No automatic citizenship for minorities from Afghanistan, Pakistan, Bangladesh: MHA sources
New Delhi, Dec 17: In the wake of the ongoing protests regarding the Citizenship (Amendment) Act, the Ministry of Home Affairs has clarified that migrants of the six faiths who came down to India on or before December 31 2014 will not become Indian citizens automatically.
A Home Ministry official told OneIndia that the citizenship will be awarded after the competent authority makes an assessment and certifies that such persons fulfil all the requirements for registration or naturalisation as Indian citizens.
The officer also said that the rules would be soon notified under the amended act that was passed in Parliament last week.

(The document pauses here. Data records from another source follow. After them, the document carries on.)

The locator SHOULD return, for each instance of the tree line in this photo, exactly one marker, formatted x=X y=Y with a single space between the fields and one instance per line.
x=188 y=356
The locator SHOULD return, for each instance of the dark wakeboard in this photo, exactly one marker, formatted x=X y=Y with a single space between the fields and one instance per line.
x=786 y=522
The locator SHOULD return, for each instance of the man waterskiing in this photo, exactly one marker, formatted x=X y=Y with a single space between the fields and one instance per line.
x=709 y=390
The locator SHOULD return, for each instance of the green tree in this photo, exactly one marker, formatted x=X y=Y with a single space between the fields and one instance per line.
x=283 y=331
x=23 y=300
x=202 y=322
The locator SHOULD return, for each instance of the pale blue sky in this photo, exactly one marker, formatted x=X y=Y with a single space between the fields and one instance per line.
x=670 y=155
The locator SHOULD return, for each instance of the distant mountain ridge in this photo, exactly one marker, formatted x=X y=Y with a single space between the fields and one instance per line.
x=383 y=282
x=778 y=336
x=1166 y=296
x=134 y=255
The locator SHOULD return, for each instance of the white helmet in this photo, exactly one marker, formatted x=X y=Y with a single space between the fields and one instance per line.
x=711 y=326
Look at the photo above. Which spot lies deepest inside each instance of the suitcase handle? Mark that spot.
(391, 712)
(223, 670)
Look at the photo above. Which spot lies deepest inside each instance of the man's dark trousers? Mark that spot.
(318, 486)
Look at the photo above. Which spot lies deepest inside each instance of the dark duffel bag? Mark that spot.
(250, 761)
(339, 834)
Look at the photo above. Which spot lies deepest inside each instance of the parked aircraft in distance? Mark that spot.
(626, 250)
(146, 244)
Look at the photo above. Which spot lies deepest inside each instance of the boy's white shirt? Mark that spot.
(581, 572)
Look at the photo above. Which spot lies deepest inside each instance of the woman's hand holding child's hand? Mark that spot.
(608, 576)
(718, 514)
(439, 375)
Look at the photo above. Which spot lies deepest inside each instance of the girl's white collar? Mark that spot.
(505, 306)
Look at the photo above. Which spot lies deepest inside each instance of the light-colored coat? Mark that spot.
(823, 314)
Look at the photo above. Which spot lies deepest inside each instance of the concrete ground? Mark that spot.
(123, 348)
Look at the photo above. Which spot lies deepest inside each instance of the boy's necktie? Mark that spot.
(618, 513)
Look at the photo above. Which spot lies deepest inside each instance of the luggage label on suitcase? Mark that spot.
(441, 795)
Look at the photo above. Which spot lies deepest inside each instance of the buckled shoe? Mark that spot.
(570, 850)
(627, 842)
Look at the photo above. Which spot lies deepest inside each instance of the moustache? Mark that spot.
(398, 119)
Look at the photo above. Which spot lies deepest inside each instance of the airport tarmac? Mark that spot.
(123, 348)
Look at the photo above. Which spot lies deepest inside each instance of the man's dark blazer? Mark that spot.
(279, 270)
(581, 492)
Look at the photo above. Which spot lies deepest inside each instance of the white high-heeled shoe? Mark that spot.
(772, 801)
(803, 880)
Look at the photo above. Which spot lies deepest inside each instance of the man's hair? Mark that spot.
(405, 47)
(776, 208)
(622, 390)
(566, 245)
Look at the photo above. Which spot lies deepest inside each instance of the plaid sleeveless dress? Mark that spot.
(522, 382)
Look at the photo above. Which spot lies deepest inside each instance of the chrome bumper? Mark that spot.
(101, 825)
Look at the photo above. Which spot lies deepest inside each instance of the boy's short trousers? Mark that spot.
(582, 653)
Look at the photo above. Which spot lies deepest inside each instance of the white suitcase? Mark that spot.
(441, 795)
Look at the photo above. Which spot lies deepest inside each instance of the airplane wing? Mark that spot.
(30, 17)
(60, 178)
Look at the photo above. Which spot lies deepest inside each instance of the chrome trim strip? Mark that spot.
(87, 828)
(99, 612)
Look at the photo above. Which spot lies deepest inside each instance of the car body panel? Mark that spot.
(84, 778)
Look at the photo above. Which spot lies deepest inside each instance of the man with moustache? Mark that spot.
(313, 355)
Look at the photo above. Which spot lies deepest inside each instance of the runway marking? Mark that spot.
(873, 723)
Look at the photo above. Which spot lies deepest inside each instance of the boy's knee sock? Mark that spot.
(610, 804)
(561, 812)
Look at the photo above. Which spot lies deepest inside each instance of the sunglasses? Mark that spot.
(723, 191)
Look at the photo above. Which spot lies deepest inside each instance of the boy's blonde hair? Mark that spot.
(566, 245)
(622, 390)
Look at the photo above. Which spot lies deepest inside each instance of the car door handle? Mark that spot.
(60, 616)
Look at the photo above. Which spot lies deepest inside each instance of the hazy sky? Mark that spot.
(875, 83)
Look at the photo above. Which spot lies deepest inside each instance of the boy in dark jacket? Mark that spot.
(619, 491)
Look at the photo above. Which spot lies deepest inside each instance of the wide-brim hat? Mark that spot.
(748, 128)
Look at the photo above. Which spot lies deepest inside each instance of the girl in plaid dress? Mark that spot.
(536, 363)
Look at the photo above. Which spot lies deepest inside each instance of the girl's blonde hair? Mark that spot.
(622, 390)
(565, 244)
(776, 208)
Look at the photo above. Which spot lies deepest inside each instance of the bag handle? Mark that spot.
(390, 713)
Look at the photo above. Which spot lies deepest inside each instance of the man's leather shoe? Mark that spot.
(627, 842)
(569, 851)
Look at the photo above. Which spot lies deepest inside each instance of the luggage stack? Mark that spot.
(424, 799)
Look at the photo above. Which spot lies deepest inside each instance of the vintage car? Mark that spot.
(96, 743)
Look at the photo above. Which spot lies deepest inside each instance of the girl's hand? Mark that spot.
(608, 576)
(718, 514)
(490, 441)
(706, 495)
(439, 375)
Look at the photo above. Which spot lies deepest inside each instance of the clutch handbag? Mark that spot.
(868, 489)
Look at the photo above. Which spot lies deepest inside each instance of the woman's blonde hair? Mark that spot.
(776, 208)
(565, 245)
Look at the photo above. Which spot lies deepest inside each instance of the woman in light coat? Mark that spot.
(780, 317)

Under the amended act, Hindus, Sikhs, Buddhists, Jains, Parsis and Christians who have come from Afghanistan, Bangladesh and Pakistan on or before December 31, 2014, will not be treated as illegal migrants.
The rules would mandate that the applicant uploads certain documents that would prove that he or she had come down on or before December 31 2014. Further it would also be necessary for the person to prove that he or she has completed the minimum 5 year residency period.
The new rules would set the process to be followed by the district administration and the superintendent of police. The administration would conduct the verification of these persons. Once the assessment is completed, the MHA would take the final call before issuing a certificate the official also added.
The rules would also mandate that the person applying would also need to declare in an affidavit that he or she had moved to India due to religious persecution faced in the three countries.
The MHA official however made it clear that the amended act would not apply to Indian citizens. The aim is to grant Indian citizenship to the six minority religious faiths, who have suffered religious persecution.
Inner Line Permit:
The officer said that the amended act has a clause with regard to the Inner Line Permit Regime Areas. The Actl states that the Inner Line Permit (ILP) regime areas and those regions that are governed under the Sixth Schedule of the Indian Constitution are excluded from the purview of this Act.
The ILP is prevalent in Arunachal Pradesh, Mizoram and Nagaland. This would mean that citizens of other states visiting these states would require the ILP. This is because these areas are governed under the Sixth Schedule of the Constitution.
Section 2 of the Bengal Eastern Frontier Regulations, 1873 states that the states of Arunachal Pradesh, Nagaland and Mizoram fall under the purview of the ILP. The Sixth Schedule of the Constitution speaks about autonomous councils and districts were created in the tribal areas of Tripura, Assam and Meghalaya. These areas enjoy several legislative and executive powers.
While the ILP is restricted to the three states, there are 10 areas across the North East which are under the Sixth Schedule. These 10 areas include 3 each from Assam, Meghalaya, Mizoram and 1 from Tripura.
The Sixth Schedule of the Constitution deals with the administration of the tribal areas in the four northeastern states of Assam, Meghalaya, Tripura and Mizoram as per Article 244.
The Governor is empowered to increase or decrease the areas or change the names of the autonomous districts. While executive powers of the Union extend in Scheduled areas with respect to their administration in Vth schedule, the VIth schedule areas remain within executive authority of the state.
The acts of Parliament or the state legislature do not apply to autonomous districts and autonomous regions or apply with specified modifications and exceptions.
The Councils have also been endowed with wide civil and criminal judicial powers, for example establishing village courts etc. However, the jurisdiction of these councils is subject to the jurisdiction of the concerned High Court.